Who the law requires to hold it
Under WICA, you must hold work injury compensation insurance for every employee doing manual work, regardless of salary, and for every employee doing non-manual work who earns $2,600 or less a month, excluding overtime, bonuses, and allowances. The requirement covers both local and foreign employees. Failure to provide adequate insurance is an offence under the Act, carrying a fine of up to $10,000, imprisonment of up to 12 months, or both.
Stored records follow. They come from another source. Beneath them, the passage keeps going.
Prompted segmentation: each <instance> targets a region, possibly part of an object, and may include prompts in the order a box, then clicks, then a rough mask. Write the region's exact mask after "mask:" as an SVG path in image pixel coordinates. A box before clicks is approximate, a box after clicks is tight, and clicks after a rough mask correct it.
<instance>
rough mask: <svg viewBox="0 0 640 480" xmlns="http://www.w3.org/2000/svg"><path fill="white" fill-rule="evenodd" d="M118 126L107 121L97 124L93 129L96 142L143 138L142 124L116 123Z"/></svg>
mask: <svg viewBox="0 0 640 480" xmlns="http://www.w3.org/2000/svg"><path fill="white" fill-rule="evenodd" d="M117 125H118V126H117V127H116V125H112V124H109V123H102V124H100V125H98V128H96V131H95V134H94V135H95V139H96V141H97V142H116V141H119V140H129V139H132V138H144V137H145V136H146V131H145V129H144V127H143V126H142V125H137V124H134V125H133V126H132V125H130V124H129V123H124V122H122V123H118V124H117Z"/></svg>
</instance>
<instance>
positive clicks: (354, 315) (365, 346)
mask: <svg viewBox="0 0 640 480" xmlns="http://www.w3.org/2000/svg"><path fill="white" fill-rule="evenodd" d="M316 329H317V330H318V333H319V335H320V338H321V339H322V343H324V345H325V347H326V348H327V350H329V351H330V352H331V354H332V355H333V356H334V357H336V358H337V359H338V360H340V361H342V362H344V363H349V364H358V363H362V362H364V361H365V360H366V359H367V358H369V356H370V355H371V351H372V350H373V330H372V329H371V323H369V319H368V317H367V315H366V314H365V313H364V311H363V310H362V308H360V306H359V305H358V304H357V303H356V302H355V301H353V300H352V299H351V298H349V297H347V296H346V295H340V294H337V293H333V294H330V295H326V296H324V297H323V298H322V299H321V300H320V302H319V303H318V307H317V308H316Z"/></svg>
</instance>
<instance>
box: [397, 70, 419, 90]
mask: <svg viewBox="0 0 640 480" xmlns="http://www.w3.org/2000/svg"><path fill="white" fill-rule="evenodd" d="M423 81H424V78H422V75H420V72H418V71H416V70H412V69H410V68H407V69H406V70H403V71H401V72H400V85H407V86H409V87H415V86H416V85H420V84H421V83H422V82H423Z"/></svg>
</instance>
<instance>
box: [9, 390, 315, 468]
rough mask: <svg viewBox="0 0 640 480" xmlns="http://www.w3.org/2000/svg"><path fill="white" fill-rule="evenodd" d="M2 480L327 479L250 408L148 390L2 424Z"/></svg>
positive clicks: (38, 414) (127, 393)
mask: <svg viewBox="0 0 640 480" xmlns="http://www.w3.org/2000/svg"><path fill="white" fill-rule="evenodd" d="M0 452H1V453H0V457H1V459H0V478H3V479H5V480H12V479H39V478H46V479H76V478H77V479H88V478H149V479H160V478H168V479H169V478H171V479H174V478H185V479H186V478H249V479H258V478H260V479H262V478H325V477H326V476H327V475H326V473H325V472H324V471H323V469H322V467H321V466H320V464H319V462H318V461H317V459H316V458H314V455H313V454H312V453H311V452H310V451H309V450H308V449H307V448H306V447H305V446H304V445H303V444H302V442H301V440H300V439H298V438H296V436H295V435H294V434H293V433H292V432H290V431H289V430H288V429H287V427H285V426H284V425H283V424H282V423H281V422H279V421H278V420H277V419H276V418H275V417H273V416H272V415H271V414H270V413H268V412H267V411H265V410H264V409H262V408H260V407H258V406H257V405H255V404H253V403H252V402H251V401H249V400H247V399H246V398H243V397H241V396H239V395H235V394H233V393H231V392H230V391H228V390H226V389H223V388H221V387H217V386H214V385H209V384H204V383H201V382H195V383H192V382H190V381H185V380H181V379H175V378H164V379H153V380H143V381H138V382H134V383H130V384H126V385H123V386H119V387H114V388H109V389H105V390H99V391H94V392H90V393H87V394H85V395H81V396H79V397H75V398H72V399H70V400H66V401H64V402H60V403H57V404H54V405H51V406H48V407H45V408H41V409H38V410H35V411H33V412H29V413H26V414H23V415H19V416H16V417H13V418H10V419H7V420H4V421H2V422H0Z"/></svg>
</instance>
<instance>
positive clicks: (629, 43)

Higher-paid non-manual employees fall outside the mandatory category. If such an employee makes a valid claim, however, the liability still rests with you, which is why many employers choose to extend cover beyond the statutory minimum.
Where the exposure sits
The most common area of exposure is not the absence of a policy, but the accuracy of what was declared. Since 1 January 2021, WIC policies must be issued by a MOM-designated insurer and comply with MOM's compulsory terms, and your headcount and the occupation of each employee must be declared correctly. Under-declaring employees, or recording a manual role as non-manual, can affect a claim at the point it is needed most. Confirming cover at least 21 days before it is due to begin leaves room to get these details right.
How we structure it
We confirm which of your employees fall inside the mandatory category, ensure each role is classified correctly, and place cover with our appointed insurers on terms that comply with MOM's requirements. We review the declaration at each renewal as your headcount and operations change, and we remain your point of contact if a claim arises. The aim is cover that is correct, compliant, and quietly in place before you need it.